True Colours

True Colours

There is something dangerously beautiful about being drawn to someone who lives in a completely different reality than yours, not because it makes sense, but precisely because it doesn’t. You start by observing quietly, trying to understand how someone can carry themselves the way they do, especially when it’s clear they are not in a good place. There is always something unresolved, something unfinished beneath the surface, and yet you stay, not out of pity, but out of curiosity, and eventually something deeper begins to take shape.


Somewhere between conversations that stretch longer than they should and silences that never feel uncomfortable, something real seems to form. It is not forced, not labeled, not even spoken about directly, it simply exists in a way that feels natural. You begin to share parts of yourself without noticing, and it feels like they are doing the same. There is a moment, subtle but decisive, where it stops being just two people exchanging words and becomes something that holds weight, something that exists beyond the moment itself. You start to see their world, their environment, even their family, and without pressure, without expectations, it feels like something is slowly growing into place.


And maybe that is where the mistake begins, because belief has a way of filling spaces that reality never confirmed. You start to see consistency where there is only convenience, depth where there is only timing, intention where there is only presence. You build something internally that was never explicitly built on the outside, and for a while, it holds, it feels stable, almost certain.


Until it doesn’t.


It is never a dramatic collapse, never something announced or prepared, just a small and careless exposure of truth, the kind that was never meant to be seen. And in that moment, everything rearranges itself without asking for permission. You realise that while you were investing in something quiet and real, they were still entertaining other possibilities, not in an innocent or harmless way, but with intention, with awareness, with a part of themselves that was never truly where you thought it was.


And that is where the real disappointment settles, not in what was done, but in what you believed would never be done. It is not the loud kind of betrayal that breaks everything at once, it is the silent collapse of perception. Because once you see someone as they are, you cannot return to who you thought they were, no matter how much you might want to.


The hardest part is that they remain present. They are still there, still speaking, still existing within your space, but something essential is missing. It is not anger, and it is not even pure sadness, it is absence. The fascination that once existed quietly disappears, the care that once came naturally becomes mechanical, and the importance they held dissolves into something superficial, almost indifferent.


You begin to notice it in the smallest details, in the way you listen differently, in the way you no longer search for meaning in what they say, in the way silence becomes just silence again.
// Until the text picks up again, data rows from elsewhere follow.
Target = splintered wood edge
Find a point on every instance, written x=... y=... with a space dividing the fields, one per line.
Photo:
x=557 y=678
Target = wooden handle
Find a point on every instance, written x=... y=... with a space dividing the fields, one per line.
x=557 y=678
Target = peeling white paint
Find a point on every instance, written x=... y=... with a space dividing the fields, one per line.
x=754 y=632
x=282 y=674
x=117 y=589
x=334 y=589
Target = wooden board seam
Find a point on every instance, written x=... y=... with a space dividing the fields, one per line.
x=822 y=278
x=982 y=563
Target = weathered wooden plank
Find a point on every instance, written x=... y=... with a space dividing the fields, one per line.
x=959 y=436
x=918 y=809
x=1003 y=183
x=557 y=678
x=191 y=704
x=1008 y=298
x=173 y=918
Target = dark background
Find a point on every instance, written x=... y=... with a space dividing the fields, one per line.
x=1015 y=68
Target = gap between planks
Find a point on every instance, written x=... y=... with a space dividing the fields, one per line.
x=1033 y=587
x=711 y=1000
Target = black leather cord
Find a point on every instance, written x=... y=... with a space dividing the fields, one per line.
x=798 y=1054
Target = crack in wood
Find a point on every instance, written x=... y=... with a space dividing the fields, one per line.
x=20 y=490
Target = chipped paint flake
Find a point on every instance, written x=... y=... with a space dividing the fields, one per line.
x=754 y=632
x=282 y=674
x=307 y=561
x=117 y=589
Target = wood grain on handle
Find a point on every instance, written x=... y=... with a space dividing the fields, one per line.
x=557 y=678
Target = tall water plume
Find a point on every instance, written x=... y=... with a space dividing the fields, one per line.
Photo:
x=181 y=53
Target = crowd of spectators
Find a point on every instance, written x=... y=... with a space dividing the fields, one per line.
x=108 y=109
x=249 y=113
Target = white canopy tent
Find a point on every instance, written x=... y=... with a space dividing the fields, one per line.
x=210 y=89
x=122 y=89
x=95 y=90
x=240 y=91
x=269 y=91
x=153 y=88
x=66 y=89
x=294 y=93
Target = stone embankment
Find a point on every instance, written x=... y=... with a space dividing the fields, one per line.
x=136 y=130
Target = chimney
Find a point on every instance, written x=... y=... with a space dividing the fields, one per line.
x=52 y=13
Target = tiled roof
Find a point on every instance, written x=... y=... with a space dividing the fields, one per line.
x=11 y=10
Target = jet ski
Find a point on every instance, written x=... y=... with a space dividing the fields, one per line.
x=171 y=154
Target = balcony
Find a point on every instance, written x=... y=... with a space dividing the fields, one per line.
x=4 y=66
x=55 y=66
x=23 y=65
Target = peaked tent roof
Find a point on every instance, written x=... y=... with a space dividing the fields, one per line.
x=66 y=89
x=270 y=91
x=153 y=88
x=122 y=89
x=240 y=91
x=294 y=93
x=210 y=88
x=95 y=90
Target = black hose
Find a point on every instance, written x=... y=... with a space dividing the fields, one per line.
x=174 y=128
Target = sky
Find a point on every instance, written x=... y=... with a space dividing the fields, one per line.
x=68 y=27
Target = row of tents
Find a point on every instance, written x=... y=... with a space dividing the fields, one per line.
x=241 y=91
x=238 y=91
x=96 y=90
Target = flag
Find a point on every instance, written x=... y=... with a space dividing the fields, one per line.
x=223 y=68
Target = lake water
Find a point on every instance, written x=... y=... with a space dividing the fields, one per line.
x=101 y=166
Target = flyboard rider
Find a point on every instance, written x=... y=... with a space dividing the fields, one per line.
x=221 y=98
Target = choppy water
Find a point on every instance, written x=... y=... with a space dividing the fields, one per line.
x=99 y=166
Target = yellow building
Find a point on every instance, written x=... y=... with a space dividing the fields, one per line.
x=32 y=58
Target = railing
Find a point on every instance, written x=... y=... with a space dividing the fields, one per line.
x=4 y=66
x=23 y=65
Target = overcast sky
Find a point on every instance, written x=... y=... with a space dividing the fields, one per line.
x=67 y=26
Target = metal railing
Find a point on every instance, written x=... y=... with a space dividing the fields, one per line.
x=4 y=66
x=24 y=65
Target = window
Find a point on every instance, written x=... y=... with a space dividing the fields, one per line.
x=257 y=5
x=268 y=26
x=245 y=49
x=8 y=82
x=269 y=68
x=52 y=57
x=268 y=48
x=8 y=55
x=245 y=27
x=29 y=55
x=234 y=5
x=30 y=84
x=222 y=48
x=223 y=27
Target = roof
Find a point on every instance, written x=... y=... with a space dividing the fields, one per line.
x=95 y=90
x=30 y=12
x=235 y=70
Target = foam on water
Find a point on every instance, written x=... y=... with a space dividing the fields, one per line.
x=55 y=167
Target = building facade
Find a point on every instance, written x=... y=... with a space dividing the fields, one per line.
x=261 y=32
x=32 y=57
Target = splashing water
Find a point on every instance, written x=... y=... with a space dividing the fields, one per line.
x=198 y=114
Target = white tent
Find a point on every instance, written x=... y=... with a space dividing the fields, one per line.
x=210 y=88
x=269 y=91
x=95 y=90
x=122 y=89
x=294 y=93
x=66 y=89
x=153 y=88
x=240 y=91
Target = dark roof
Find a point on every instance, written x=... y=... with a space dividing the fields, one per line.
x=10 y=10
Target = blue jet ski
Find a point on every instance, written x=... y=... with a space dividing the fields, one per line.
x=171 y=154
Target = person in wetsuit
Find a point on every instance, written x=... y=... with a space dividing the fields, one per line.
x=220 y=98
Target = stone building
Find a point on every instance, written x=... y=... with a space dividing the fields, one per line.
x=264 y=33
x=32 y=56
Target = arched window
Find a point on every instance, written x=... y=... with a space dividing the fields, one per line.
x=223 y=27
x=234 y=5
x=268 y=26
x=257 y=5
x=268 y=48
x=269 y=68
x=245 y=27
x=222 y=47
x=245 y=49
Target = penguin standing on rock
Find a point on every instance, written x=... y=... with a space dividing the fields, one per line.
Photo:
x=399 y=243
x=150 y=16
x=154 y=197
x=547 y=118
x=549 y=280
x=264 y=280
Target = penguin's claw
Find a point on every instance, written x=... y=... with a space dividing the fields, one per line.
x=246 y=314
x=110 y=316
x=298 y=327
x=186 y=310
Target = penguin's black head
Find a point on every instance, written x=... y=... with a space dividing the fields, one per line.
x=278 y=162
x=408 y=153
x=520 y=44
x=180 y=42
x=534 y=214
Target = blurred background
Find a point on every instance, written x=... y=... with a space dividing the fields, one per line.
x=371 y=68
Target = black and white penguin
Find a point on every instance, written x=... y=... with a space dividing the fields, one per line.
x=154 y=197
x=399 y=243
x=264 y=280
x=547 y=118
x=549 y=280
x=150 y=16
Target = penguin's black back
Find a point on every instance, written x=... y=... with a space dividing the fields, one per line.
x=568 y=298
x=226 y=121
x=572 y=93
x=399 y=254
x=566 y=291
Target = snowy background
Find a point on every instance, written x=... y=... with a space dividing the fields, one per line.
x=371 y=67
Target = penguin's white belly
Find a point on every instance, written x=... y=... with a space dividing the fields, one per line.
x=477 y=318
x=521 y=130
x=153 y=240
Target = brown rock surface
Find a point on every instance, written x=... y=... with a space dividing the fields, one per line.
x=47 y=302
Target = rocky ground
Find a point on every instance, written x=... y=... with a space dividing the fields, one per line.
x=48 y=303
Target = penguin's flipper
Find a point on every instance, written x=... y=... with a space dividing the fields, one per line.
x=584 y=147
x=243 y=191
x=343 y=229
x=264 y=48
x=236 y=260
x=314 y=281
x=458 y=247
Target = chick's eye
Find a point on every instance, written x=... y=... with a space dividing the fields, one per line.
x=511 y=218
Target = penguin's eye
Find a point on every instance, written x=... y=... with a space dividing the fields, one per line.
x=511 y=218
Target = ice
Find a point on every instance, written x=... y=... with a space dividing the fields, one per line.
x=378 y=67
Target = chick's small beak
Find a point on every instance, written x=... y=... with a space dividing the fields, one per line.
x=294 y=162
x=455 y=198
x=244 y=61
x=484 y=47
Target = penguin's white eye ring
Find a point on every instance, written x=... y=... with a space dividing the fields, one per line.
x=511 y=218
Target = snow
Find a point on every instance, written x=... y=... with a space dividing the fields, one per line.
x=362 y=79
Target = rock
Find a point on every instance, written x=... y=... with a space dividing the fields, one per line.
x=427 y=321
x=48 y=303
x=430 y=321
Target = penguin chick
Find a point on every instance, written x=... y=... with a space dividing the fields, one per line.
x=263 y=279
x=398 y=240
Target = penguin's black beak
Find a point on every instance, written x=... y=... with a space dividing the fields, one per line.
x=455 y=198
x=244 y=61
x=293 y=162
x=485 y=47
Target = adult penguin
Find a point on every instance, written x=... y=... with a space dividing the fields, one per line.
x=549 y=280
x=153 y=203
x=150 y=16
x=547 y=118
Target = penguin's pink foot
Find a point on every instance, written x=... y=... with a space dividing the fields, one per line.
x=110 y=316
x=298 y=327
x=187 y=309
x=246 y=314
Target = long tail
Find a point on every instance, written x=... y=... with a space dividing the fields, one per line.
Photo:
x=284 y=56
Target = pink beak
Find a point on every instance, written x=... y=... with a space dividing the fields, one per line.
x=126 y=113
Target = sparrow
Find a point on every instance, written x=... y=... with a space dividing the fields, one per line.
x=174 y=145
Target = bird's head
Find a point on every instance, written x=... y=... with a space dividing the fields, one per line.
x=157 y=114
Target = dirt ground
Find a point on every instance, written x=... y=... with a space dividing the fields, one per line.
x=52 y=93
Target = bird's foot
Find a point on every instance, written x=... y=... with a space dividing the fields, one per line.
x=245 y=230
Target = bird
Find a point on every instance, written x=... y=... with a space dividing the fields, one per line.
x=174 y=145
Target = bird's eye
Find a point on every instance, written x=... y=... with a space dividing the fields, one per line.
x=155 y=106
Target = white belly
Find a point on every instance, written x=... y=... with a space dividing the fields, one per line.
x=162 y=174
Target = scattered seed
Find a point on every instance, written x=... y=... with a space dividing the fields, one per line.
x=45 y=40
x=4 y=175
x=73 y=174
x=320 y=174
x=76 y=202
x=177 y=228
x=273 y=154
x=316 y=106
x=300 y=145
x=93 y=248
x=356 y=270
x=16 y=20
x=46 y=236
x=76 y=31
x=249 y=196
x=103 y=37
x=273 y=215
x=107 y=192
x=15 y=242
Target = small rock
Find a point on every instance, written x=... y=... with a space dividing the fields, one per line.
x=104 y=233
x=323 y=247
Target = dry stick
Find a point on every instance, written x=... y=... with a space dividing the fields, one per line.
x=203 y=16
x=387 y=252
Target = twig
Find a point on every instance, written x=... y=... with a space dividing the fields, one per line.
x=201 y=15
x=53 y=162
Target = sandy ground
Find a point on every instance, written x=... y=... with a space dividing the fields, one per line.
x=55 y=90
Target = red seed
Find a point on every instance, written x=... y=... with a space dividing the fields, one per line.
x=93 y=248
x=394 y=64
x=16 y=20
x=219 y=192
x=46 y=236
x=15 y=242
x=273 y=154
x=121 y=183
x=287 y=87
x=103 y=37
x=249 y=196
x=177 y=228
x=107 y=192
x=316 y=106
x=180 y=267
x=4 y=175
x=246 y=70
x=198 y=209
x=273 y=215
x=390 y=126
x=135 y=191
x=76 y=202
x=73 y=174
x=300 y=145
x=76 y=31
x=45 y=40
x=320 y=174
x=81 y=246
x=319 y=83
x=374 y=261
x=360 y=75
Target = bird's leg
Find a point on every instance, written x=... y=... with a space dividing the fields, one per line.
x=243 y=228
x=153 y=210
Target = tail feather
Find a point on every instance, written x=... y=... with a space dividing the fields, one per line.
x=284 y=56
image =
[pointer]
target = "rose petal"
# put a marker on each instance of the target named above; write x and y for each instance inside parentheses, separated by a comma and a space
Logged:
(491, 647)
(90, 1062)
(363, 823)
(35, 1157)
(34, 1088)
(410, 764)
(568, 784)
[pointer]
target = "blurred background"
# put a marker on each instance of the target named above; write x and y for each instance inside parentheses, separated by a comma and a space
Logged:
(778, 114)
Because when someone shows you their true colours, it does not come with explanation or justification, it simply reveals itself in a way that cannot be unseen.


And once it is seen, it stays.


You can try to ignore it, you can attempt to reshape it, but you will never feel the same again, because what you felt before was built on something that no longer exists. What remains is not broken, it is simply real, stripped of everything you once projected onto it, leaving behind only a version of the truth that was always there, just waiting for the moment it would no longer be hidden.